Я провел лезвием по палке. Прижал ее острие к ладони. Прямо как иголка. Представил, как Череп на нее наступит. Представил, как она вопьется ему в пятку. Подумал о заражении крови — вот Череп лежит в больнице Королевы Елизаветы, а врач говорит Череповой матери: «Мы не в состоянии ему помочь, миссис Черрис. Придется ампутировать ногу». Представил, как Череп скачет на костыле по Пелау до конца жизни. Нагнул острие и затупил, но так, чтобы Джорди не видел.
— Мама говорит, мы должны его навестить, — сказал я.
— Во губу раскатала.
— Говорит, представьте себя на его месте.
— А ты ей что?
— Ничего. Сказал, время будет — навестим. А она: «Да у вас пропасть свободного времени».
— Гм. — Джорди взял еще одну палочку. — Надо бы еще силки поставить, — говорит. — На боярышнике развесить — они в них впилятся и удавятся. А еще растяжки натянуть, чтобы они попадали в пруд.
Мы хорошо посмеялись, представляя, как наши враги свешиваются с веток или барахтаются в пруду.
А потом я прислонился спиной к камню. Глупость какая-то. Череп-то — да, настоящая сволочь. А дружки его — обычные пацаны вроде нас. Играют, как и мы, им страшно и весело, как и нам. Да и враждуем мы с ними лишь потому, что они из Пелау, а мы из Феллинга. Мы якобы презираем их за то, что они протестанты, а они якобы презирают нас за то, что мы католики, но, если честно, дело не в этом. Дело во вражде между Феллингом и Пелау. Она тянется уже неведомо сколько, с тех времен, когда папа был пацаном. Он хохотал, когда услышал, что она все продолжается, а когда мама попробовала переполошиться, он ей сказал, что это ерунда, обычная игра.

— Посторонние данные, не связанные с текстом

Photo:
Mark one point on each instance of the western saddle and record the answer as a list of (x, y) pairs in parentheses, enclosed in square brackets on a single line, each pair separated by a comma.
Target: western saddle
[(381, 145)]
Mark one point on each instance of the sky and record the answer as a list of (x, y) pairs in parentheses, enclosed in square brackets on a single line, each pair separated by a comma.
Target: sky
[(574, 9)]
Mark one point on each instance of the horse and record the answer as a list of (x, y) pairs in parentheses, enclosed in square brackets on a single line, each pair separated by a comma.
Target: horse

Вот только Череп… Он не как все. Когда он в тот день ухватил меня за горло, его дружкам пришлось помогать Джорди разжать его пальцы. А когда он скалился мне в лицо, я видел настоящую злобу, будто лик зла. «Падла католическая, — скалился он. — Католическая падла из Феллинга». Синяки и ужас не проходили много дней.
— Страшный он, правда? — говорит Джорди.
— Череп?
— Череп, ясное дело, страшный. Я про Стивена Роуза. Как по-твоему, он страшный?
— Ну не знаю. Обычный пацан вроде нас.
— Вроде нас? Ты обалдел, парень? Воет в сарае, таскает куски грязи по кладбищу…
— Глины.
— Какая разница? Живет у Дурковатой Мэри. Мамаша сбрендила, папаша помер, дед был уродом.
— Ну, если так поглядеть, и впрямь вроде как страшно.
— Вроде как? Да можно просто охренеть от страха. — Он заржал. — Ты думаешь то же, что и Я? — спрашивает.
— Не знаю, — отвечаю.
— А стоило бы, — говорит. — Именно такой пацан, как Стивен Роуз, нам и нужен.
И ткнул палкой в землю.
— Опа, — говорит. — Пошли постучим Дурке в дверь.
5
Дверь у Дурки была зеленая, краска с нее облезала. Дверной молоток ржавый, он скрипнул, когда Джорди потянул его на себя. А чтобы стукнуть по двери, пришлось приложить силу. Никто не вышел. Я облегченно вздохнул, повернулся.